You can use any TTS provider that supports voice cloning. The steps will vary by provider, but the key output is always a Voice ID tied to your cloned voice.

Step 2: Configure the cloned voice in Dograh

  1. Go to your agent’s Model Configuration in the Dograh dashboard.
  2. Under voice settings, select Add Voice ID manually.
  3. Paste the Voice ID from your cloned voice.
  4. Make sure the provider matches where you cloned your voice (e.g., Cartesia).
  5. Enter the provider’s API key if you haven’t already.
  6. Save the configuration.

Step 3: Upload recordings

Navigate to your agent in the workflow builder and open the Recordings panel. You can either upload pre-recorded audio files or record directly in the browser.
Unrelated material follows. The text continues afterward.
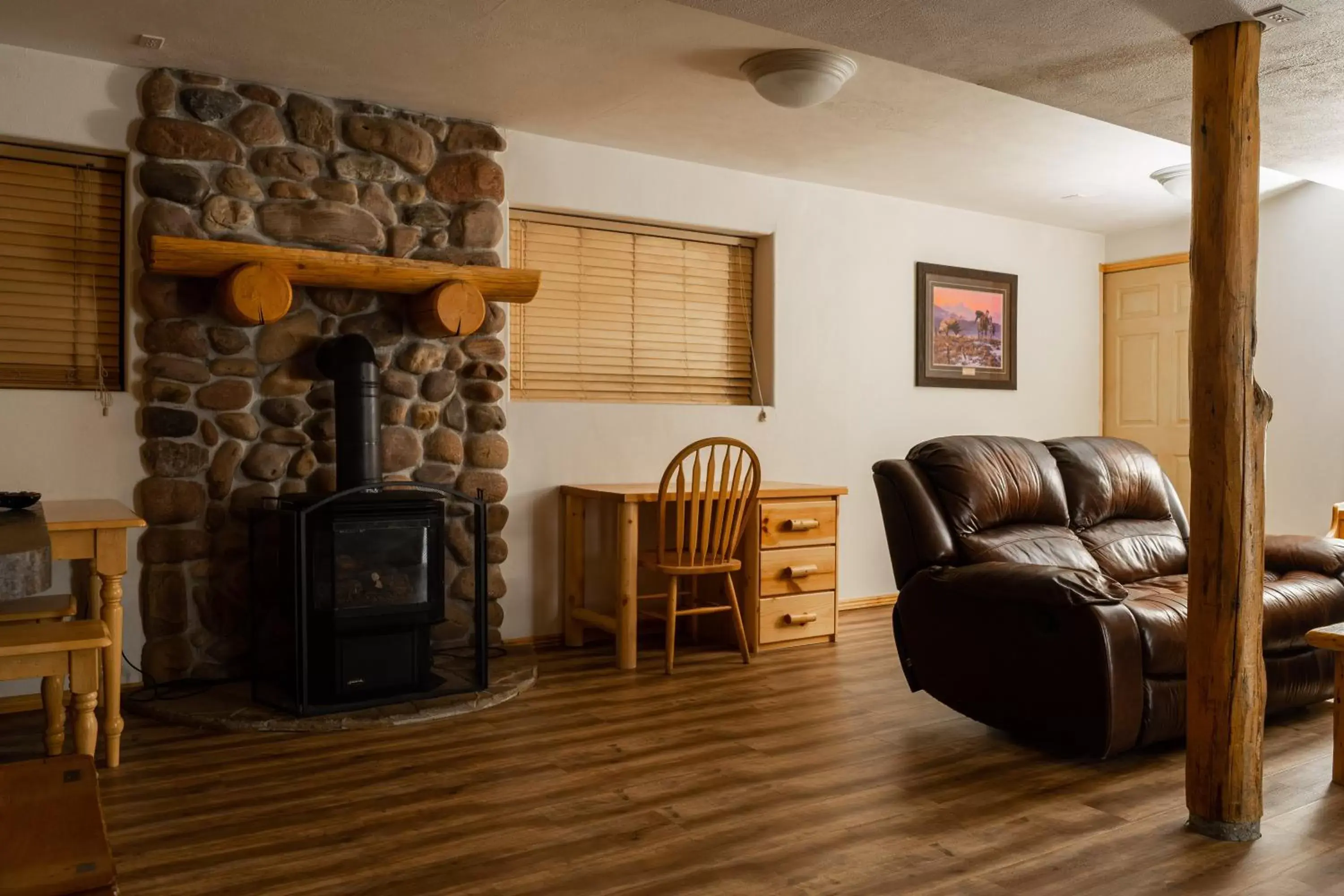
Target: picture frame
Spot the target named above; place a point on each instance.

For each recording:
  1. Click Record (or upload a file).
  2. Speak the exact phrase you want the agent to use.
  3. Give the recording a descriptive name (e.g., greeting, invitation, venue).
  4. Verify the transcription is correct — edit it if needed.
  5. Click Upload.
Recordings are scoped to a specific provider and Voice ID. If you change either, you will need to re-upload your recordings to ensure consistency between the recorded audio and the cloned voice used for dynamic responses.

Step 4: Build the workflow

Open your agent’s workflow and write the conversation flow in natural language. To insert a recording, type @ in the prompt editor — this will show a list of all available recordings scoped to your current Voice ID. For any user question that falls outside your recordings, the agent automatically generates a dynamic response using the LLM, which is then synthesized using your cloned voice via TTS.

Tips for best results

  • Record in a quiet environment to improve audio quality and consistency with the cloned voice.
  • Use pro cloning services (when available) and provide more sample audio for a higher-quality voice clone.
  • Keep recordings concise — short, focused clips work best for specific conversation moments.
  • Review call recordings after testing to identify where the transition between pre-recorded and dynamic audio can be improved.